Criticality-Constrained Iterative Pruning for Energy-Efficient Spiking Neural Networks via Combined Importance Scoring

Deploying spiking neural networks (SNNs) on neuromorphic hardware demands aggressive synaptic pruning while preserving temporal computation integrity. Existing strategies either neglect neuronal criticality or rely on convex relaxations of the inherently combinatorial pruning problem whose fractional masks, upon binarisation, destroy accuracy at moderate-to-high sparsity. We present Criticality-Constrained Quadratic Pruning (CQP), a native PyTorch pipeline that fuses weight magnitude with surrogate-gradient criticality into an analytically exact importance metric, eliminating the rounding artefacts endemic to solver-based approaches.
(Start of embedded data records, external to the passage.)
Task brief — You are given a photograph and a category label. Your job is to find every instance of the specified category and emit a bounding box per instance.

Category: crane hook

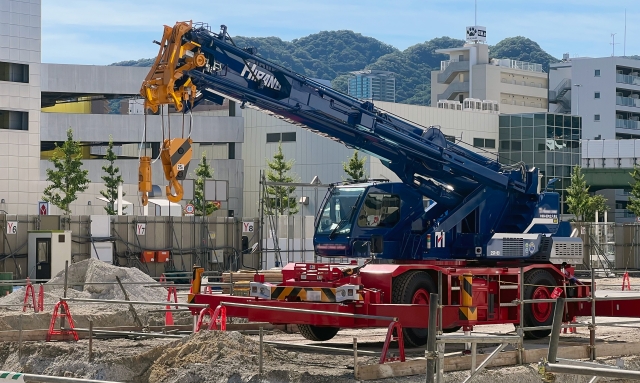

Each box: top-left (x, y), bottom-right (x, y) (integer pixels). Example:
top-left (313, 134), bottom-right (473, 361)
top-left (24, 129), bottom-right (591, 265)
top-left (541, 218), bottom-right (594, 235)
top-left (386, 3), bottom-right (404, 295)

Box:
top-left (160, 138), bottom-right (193, 203)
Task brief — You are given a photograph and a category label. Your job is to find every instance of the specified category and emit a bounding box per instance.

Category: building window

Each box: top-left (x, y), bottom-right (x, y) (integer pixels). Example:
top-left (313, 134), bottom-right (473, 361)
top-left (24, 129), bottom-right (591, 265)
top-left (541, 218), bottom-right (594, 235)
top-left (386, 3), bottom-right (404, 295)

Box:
top-left (0, 110), bottom-right (29, 130)
top-left (267, 133), bottom-right (280, 143)
top-left (358, 193), bottom-right (400, 227)
top-left (267, 132), bottom-right (296, 143)
top-left (282, 132), bottom-right (296, 142)
top-left (473, 138), bottom-right (496, 149)
top-left (0, 61), bottom-right (29, 83)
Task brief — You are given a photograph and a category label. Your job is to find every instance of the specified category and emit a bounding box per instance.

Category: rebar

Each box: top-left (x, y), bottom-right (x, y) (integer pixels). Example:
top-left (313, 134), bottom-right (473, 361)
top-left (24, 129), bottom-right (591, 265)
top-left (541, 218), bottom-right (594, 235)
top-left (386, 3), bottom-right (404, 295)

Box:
top-left (426, 294), bottom-right (438, 383)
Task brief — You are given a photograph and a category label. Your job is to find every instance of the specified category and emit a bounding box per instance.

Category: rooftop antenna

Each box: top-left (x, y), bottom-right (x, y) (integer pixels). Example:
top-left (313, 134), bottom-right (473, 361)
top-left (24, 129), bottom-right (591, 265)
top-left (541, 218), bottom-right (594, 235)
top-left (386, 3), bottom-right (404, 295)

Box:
top-left (473, 0), bottom-right (478, 25)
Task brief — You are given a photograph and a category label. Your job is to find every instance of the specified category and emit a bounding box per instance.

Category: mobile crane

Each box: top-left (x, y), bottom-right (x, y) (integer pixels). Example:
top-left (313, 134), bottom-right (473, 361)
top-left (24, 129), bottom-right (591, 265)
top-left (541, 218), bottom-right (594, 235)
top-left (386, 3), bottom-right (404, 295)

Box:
top-left (135, 22), bottom-right (636, 346)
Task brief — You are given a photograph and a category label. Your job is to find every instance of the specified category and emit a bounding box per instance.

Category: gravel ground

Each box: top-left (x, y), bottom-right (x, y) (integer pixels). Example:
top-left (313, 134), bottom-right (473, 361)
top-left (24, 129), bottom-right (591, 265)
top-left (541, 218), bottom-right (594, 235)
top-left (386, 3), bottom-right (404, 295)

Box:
top-left (0, 267), bottom-right (640, 383)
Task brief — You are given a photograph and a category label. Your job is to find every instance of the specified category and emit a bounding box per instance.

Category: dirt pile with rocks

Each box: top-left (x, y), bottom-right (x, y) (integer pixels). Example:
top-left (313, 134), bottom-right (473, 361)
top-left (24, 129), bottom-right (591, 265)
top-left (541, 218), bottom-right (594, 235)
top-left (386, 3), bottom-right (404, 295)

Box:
top-left (0, 259), bottom-right (175, 331)
top-left (0, 331), bottom-right (360, 383)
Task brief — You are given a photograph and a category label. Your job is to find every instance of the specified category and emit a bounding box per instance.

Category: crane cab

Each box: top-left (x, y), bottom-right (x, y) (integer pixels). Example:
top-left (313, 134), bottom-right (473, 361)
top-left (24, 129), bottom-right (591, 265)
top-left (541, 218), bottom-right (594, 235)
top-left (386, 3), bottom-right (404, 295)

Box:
top-left (313, 182), bottom-right (424, 259)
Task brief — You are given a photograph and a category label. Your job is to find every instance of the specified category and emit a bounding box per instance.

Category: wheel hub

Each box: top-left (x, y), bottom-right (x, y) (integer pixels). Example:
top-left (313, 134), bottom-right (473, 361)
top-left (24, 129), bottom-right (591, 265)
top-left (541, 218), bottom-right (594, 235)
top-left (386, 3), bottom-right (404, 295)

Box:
top-left (411, 289), bottom-right (429, 305)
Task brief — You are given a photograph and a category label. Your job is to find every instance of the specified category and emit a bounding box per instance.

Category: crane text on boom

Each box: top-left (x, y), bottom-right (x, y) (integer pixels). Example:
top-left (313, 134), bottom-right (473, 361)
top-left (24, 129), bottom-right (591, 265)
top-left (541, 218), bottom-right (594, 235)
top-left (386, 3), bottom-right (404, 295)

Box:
top-left (240, 64), bottom-right (280, 90)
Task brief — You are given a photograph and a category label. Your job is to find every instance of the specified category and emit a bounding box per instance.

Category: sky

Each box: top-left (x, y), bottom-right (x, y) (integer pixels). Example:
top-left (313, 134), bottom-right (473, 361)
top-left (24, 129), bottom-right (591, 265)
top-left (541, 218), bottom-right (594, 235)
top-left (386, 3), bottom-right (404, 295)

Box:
top-left (42, 0), bottom-right (640, 65)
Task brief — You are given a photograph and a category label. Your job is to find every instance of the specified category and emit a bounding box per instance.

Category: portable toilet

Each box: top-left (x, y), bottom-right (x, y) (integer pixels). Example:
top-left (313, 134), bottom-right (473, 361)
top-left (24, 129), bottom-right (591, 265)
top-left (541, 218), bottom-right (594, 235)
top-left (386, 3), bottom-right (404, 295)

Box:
top-left (27, 230), bottom-right (71, 279)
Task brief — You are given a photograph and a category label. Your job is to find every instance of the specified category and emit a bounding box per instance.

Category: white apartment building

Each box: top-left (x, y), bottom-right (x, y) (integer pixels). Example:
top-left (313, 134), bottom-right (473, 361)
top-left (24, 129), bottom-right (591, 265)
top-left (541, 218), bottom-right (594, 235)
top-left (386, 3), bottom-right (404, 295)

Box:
top-left (431, 27), bottom-right (548, 114)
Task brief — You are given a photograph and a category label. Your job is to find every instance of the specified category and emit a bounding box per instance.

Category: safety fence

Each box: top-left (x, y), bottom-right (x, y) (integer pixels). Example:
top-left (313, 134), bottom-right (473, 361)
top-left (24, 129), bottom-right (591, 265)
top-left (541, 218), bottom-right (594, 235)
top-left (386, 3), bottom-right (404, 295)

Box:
top-left (574, 222), bottom-right (640, 271)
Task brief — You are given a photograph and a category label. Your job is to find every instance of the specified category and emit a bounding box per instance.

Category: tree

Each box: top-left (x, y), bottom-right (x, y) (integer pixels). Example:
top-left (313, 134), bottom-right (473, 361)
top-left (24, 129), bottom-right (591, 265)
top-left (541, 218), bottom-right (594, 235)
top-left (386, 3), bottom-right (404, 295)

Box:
top-left (567, 166), bottom-right (609, 222)
top-left (42, 128), bottom-right (89, 215)
top-left (189, 152), bottom-right (218, 216)
top-left (100, 136), bottom-right (126, 215)
top-left (627, 166), bottom-right (640, 217)
top-left (265, 143), bottom-right (298, 215)
top-left (584, 194), bottom-right (609, 222)
top-left (342, 150), bottom-right (367, 182)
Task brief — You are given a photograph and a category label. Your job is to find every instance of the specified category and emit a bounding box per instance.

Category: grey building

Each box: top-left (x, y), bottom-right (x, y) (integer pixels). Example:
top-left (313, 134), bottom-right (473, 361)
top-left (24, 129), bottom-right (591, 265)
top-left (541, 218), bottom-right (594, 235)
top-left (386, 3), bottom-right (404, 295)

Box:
top-left (348, 70), bottom-right (396, 102)
top-left (549, 55), bottom-right (640, 139)
top-left (0, 0), bottom-right (42, 214)
top-left (40, 64), bottom-right (244, 216)
top-left (0, 0), bottom-right (244, 216)
top-left (549, 55), bottom-right (640, 222)
top-left (498, 113), bottom-right (582, 214)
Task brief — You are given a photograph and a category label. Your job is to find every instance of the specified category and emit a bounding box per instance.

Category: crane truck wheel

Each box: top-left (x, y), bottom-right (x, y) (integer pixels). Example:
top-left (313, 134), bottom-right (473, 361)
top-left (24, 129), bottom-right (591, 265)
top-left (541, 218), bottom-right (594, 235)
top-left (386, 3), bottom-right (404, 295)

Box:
top-left (523, 270), bottom-right (557, 339)
top-left (298, 324), bottom-right (340, 342)
top-left (391, 271), bottom-right (438, 347)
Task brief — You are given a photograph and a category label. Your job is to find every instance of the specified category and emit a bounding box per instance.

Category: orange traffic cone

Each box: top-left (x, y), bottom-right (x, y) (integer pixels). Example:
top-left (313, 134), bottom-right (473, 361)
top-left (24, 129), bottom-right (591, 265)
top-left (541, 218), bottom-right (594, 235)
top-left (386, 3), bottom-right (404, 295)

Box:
top-left (622, 271), bottom-right (631, 291)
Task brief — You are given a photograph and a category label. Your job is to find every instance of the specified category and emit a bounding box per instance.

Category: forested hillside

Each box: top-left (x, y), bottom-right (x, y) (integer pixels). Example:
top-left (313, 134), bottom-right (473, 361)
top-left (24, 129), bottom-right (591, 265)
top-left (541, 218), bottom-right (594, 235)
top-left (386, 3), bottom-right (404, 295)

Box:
top-left (111, 30), bottom-right (558, 105)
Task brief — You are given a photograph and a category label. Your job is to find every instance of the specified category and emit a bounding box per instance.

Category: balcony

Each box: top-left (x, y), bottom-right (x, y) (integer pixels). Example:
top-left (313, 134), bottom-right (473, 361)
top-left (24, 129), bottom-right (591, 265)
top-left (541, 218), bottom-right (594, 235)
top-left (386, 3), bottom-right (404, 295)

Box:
top-left (616, 118), bottom-right (640, 129)
top-left (438, 81), bottom-right (469, 101)
top-left (491, 59), bottom-right (544, 73)
top-left (438, 59), bottom-right (469, 84)
top-left (616, 96), bottom-right (640, 108)
top-left (616, 73), bottom-right (640, 86)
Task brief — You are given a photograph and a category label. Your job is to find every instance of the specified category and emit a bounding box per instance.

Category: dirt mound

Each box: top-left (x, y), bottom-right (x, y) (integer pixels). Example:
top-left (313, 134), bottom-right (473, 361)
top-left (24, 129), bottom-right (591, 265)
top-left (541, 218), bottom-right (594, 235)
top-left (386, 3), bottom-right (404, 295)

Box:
top-left (143, 331), bottom-right (353, 383)
top-left (0, 259), bottom-right (172, 331)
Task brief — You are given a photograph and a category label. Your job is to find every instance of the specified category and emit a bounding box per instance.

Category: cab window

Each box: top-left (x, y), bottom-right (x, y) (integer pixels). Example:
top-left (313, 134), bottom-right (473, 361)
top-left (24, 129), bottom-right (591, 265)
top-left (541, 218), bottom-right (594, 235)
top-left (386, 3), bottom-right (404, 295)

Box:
top-left (358, 193), bottom-right (400, 227)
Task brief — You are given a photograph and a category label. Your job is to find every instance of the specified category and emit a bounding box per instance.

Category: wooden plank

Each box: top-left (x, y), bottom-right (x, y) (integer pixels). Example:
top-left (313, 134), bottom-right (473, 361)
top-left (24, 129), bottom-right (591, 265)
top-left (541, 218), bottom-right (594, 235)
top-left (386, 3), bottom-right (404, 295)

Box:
top-left (0, 322), bottom-right (298, 343)
top-left (356, 342), bottom-right (640, 380)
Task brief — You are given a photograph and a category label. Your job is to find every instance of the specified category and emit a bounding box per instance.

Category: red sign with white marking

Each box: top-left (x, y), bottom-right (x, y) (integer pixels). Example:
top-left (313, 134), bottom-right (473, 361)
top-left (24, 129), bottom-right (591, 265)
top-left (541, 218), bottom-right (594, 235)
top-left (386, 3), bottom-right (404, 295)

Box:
top-left (7, 221), bottom-right (18, 234)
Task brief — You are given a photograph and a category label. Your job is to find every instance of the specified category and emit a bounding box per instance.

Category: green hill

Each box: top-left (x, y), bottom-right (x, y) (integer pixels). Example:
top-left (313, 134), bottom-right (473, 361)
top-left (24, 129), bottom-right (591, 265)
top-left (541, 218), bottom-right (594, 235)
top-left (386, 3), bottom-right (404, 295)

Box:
top-left (111, 30), bottom-right (558, 105)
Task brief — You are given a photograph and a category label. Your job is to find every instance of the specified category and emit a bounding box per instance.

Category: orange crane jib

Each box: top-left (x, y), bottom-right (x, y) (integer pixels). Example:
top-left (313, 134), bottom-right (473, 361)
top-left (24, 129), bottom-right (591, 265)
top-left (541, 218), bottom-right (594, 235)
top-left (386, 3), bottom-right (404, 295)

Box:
top-left (138, 21), bottom-right (207, 206)
top-left (160, 138), bottom-right (193, 203)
We formally characterise a continuous-relaxation trap wherein OSQP-solver fractional masks overshoot the intended sparsity by up to 12 percentage points (pp), precipitating a 44 pp accuracy collapse. We identify and remediate a zombie-weight failure mode in which Adam's first-moment tensors resurrect pruned synapses, violating the binary sparsity guarantee. An iterative schedule - prune, fine-tune with gradient masking, recompute criticality, and repeat - eliminates gradient staleness at high sparsity. A KL-divergence temporal analysis identifies a redundant simulation timestep, enabling a free 10% theoretical energy reduction without weight modification. On MNIST (60,000 training examples), CQP yields 95.6% accuracy at 90% sparsity versus 93.4% for magnitude pruning (+2.2 pp). A criticality-threshold sweep reveals an empirical criticality cliff: accuracy falls from 87.0% to 14.4% as the threshold reaches tau = 0.9, constituting a quantitative SNN-level analogue of the Critical Brain Hypothesis. Combined weight sparsification and temporal truncation yield a compound 73% reduction in per-inference energy at 70% sparsity, confirming the practical value of the proposed pipeline for neuromorphic deployment.